- Harrison at 2008 Cinevegas
- Born: New York City
- Occupations: Film director, screenwriter, producer
- Years active: 1969 to present

= Matthew Harrison (director) =

American screenwriter, director, and producer

Matthew Harrison (born in New York City) is an American television and film director, producer and writer. He first came to prominence when his feature film Rhythm Thief was awarded Special Jury Recognition for Directing at the Sundance Film Festival. His first studio feature Kicked in the Head was executive produced by Martin Scorsese and released by Universal Studios. He directed episodes 1X11 and 1X12 of HBO's Sex and the City.

==Early films==
Harrison attended PS 41 in downtown Manhattan where he began making 8mm films at age nine. During the 60's, 70's and 80's, Harrison made 8mm and S8mm short films. His first public screening of a film was a 1971 screening of his short S8mm film Mission: Preposterous with an accompanying audio track played using a Wollensak ¼" tape recorder at the Ocean Bay Park Volunteer Fire Department. He completed his undergraduate studies at Cooper Union school of art in New York City. Harrison's 34 minute S8mm film Apartment Eight won Best Comedy at the 1988 New York Film Festival Downtown, was included in Anthology Film Archives “Masters of Super 8” program and received the Mystic Fire Independent Film Award at the 1989 Ann Arbor Film Festival. In 1989 his 27-minute 16mm short film Two Boneheads screened at the Salzburg, Austria Film Festival and was an award winner at the 1990 Long Island Film Festival.

==Film Crash==
In 1985 Harrison launched a film festival on the Lower East Side, adopting the name Film Crash in early 1988. He was joined later that year by film directors Karl Nussbaum and Scott Saunders. Film Crash grew, playing in venues such as Performance Space 122 and the Angelika Film Center.
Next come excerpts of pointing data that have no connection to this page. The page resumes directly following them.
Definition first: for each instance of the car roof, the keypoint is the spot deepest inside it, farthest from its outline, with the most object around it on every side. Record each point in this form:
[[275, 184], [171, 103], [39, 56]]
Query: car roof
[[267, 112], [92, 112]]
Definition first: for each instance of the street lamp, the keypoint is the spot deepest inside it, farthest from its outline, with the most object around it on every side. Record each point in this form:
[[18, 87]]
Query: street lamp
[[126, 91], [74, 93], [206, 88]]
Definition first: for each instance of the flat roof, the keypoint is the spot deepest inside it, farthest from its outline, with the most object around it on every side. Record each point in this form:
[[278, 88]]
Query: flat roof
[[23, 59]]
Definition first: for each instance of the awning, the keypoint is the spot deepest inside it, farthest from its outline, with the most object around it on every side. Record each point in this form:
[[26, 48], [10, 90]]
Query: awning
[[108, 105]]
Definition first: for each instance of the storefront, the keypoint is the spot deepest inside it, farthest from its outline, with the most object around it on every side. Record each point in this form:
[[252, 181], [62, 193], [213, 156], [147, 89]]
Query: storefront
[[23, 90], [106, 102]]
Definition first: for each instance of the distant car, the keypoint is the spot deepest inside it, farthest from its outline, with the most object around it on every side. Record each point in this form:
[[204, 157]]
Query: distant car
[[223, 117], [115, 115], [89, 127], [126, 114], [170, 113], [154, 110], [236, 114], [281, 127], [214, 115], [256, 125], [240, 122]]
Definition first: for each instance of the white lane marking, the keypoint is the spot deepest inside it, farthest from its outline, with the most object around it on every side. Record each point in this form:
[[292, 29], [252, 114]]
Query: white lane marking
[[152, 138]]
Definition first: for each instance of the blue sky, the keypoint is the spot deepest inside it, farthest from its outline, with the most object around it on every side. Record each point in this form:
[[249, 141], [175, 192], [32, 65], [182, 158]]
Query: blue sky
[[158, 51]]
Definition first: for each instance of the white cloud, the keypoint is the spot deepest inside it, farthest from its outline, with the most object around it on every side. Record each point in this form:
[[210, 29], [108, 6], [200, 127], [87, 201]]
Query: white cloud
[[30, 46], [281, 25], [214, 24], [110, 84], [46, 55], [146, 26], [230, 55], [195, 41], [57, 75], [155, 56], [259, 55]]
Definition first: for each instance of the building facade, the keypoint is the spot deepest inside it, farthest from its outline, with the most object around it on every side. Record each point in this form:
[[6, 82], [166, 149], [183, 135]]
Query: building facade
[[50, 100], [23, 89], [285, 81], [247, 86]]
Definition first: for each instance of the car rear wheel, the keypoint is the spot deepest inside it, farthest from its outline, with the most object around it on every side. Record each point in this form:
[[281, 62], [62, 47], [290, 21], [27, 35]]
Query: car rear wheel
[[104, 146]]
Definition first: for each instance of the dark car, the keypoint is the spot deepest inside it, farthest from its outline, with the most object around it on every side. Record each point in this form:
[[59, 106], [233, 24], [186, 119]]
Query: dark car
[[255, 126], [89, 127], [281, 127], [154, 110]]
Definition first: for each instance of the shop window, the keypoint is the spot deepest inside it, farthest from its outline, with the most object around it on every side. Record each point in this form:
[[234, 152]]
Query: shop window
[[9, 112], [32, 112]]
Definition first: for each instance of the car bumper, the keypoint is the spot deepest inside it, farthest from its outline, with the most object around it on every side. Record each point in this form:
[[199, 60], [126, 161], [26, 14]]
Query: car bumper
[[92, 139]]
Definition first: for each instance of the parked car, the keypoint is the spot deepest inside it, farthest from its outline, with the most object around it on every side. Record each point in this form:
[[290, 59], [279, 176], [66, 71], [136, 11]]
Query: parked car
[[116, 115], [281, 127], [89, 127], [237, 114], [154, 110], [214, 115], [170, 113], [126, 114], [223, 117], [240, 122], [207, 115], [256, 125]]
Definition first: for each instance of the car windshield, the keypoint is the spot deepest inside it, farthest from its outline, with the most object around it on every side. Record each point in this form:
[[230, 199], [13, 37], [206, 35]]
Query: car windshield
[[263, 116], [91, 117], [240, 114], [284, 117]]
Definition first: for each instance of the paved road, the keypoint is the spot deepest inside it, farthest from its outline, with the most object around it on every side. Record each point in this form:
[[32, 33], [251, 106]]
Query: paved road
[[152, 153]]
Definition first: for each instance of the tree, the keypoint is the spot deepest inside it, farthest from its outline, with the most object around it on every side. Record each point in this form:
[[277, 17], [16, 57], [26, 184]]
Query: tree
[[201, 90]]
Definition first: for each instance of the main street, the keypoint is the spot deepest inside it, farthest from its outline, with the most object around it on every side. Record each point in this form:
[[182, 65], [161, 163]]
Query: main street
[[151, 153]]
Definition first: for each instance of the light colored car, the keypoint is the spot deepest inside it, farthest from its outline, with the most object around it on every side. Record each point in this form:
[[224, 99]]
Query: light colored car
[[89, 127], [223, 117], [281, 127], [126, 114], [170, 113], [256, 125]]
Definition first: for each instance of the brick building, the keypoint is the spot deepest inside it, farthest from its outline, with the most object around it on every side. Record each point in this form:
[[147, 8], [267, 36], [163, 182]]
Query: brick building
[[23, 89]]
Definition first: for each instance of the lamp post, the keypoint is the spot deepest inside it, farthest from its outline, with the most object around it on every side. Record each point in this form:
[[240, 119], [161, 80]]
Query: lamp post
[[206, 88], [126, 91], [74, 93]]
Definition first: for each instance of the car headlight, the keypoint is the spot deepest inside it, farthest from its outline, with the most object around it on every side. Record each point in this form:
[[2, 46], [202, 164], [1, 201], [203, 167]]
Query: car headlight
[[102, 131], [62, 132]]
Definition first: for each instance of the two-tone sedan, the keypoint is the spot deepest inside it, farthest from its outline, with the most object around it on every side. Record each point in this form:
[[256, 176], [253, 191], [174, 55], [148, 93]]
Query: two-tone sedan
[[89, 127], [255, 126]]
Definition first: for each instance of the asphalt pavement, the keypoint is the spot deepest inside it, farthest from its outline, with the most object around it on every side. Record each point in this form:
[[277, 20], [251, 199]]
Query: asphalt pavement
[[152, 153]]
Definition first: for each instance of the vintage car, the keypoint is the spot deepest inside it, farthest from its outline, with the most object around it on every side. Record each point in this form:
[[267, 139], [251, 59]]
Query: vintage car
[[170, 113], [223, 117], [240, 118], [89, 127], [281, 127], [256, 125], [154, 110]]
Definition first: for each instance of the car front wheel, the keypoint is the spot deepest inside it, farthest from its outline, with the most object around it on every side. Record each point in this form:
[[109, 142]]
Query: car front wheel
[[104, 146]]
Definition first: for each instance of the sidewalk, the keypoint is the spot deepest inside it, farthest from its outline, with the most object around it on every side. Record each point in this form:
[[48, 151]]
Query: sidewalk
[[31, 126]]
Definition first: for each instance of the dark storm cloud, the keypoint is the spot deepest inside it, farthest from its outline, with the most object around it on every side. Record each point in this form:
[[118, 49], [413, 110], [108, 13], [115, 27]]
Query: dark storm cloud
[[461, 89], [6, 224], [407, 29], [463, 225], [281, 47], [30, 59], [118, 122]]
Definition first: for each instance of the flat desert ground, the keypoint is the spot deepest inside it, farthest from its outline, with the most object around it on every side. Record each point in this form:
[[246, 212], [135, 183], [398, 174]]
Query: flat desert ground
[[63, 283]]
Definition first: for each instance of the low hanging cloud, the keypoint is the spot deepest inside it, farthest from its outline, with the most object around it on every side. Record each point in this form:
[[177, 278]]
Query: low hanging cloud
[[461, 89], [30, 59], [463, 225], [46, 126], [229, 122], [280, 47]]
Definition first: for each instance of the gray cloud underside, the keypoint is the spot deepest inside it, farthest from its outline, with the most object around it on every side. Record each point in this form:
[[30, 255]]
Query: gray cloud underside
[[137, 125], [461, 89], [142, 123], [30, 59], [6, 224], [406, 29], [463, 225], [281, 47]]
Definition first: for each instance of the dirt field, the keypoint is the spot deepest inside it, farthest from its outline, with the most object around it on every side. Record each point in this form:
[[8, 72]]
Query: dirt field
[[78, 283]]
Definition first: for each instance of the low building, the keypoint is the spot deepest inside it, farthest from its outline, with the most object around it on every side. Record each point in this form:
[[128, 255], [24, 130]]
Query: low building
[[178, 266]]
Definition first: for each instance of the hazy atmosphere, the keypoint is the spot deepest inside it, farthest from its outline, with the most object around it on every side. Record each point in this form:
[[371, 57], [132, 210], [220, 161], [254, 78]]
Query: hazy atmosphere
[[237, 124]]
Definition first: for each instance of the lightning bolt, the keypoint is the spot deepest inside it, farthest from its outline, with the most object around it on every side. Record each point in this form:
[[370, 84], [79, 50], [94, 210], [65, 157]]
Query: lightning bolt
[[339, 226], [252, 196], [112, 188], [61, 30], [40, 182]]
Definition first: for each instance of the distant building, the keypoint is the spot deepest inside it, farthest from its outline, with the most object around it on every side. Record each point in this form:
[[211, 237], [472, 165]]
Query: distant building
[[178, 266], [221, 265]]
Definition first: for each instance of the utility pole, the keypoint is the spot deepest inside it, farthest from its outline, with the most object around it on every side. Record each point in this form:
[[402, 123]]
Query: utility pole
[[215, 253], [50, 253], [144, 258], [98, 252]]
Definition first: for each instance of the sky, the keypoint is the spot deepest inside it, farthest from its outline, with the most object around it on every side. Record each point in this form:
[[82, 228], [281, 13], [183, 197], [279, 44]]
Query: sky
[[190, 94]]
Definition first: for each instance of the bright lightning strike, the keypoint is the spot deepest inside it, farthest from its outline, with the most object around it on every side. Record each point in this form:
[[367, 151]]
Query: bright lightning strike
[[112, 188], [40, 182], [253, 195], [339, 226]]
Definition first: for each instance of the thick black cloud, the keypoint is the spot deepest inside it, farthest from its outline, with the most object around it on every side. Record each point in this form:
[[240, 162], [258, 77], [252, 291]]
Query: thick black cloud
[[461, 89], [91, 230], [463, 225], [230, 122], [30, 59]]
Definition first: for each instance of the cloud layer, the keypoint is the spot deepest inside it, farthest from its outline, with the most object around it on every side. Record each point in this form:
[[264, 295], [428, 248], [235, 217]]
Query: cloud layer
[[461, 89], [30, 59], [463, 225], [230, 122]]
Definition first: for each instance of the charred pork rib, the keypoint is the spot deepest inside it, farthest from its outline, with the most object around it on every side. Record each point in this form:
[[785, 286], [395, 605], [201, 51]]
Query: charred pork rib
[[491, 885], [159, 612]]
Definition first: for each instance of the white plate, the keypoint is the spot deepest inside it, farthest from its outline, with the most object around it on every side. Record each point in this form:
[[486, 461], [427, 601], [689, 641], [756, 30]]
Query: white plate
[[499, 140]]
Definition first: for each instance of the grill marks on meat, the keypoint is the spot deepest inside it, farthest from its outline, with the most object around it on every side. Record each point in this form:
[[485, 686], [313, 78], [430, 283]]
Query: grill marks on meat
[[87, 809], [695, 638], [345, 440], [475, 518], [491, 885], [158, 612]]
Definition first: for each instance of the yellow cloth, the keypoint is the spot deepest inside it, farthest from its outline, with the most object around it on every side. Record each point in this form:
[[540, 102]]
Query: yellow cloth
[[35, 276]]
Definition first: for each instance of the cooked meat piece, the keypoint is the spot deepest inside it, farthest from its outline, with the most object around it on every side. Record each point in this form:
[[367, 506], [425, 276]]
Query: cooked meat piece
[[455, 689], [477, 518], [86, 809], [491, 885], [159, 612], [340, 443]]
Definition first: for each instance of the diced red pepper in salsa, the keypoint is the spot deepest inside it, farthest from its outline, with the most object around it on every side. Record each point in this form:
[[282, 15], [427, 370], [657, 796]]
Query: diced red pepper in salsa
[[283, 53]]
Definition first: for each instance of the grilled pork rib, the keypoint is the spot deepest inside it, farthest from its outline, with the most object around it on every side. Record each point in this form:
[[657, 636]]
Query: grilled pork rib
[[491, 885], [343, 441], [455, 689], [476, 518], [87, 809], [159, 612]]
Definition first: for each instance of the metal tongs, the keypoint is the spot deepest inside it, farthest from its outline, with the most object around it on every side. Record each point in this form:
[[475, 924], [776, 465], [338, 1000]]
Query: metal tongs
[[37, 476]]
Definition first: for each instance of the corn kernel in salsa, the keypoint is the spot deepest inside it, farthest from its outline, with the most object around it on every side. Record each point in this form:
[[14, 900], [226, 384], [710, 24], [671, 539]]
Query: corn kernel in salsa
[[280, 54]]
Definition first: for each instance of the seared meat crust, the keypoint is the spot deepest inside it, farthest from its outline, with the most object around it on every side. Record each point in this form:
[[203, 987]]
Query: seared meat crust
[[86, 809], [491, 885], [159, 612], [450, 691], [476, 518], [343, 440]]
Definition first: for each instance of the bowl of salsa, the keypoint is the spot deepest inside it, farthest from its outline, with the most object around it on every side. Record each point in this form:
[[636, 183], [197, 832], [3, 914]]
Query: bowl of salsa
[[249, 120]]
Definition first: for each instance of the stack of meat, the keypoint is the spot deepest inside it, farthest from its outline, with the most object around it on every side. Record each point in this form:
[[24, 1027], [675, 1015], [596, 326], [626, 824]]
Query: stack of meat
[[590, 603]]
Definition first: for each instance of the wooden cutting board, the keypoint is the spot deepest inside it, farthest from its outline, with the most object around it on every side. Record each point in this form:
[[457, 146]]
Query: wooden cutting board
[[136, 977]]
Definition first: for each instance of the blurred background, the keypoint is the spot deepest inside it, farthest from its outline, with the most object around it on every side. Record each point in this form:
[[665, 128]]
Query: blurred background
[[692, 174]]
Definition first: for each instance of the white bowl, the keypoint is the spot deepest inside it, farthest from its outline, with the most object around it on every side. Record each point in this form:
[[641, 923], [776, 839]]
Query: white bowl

The festival inaugurated awards in 2014.

==Films for theater==
During the 1980s and 1990s, Harrison was also a contributing member of the experimental theater group Ridge Theater, producing and directing films for several theater productions, including Jack Benny at La Mama in 1988 and The Manson Family opera at Lincoln Center for the Performing Arts in 1990.

==Feature films==
In 1992 Harrison's first feature film Spare Me was awarded the Prix Tournage at Avignon Film Festival. He used the cash award from this prize to finance his second feature film Rhythm Thief, which was awarded Special Jury Recognition for Directing at the 1995 Sundance Film Festival. He directed his feature Kicked in the Head for October Films in 1997. Kicked in the Head was executive produced by Martin Scorsese, premiered in the Directors' Fortnight section of the 1997 Cannes Film Festival and was released theatrically by Universal Studios. On June 28, 2006, Harrison premiered his feature film The Deep and Dreamless Sleep at the Avignon Film Festival.

==Television==
He directed episode 7 of Popular for The WB Television Network and the television show Dead Last for Warner Brothers. According to InkTip.com, Harrison recently optioned the screenplay from screenwriter Anthony Keep, for the original pilot episode of the 30-minute television sitcom "SHOE DOGS".

==Producing==
In 2002 Harrison executive produced Mark Christensen's debut feature film Box Head Revolution. In 2006 Harrison executive produced Ben Rodkin's debut feature film Big Heart City starring Seymour Cassel and Shawn Andrews.

==Short films==
Harrison has continued to direct short films. His S8mm short The Bystander From Hell screened at the 1998 Sundance Film Festival and the 1998 Toronto International Film Festival. His S8mm short film Puke screened at the 1999 New York Underground Film Festival. His 16mm short film Wrist screened at the 2000 New York Underground Film Festival and the Bronwyn Keenan Gallery. His short Hey Vendor screened at the 2009 Slamdance Film Festival.

==Music videos==
Harrison has directed music videos for Lee Curreri, Travis Rush, Evan Clayburn's band Ansel and the Norwegian band Alexandria Quartet.

==Teaching==
Harrison has taught film at CalArts, American Film Institute, West Los Angeles College, Culver City High School and UCLA Extension Writers' Program.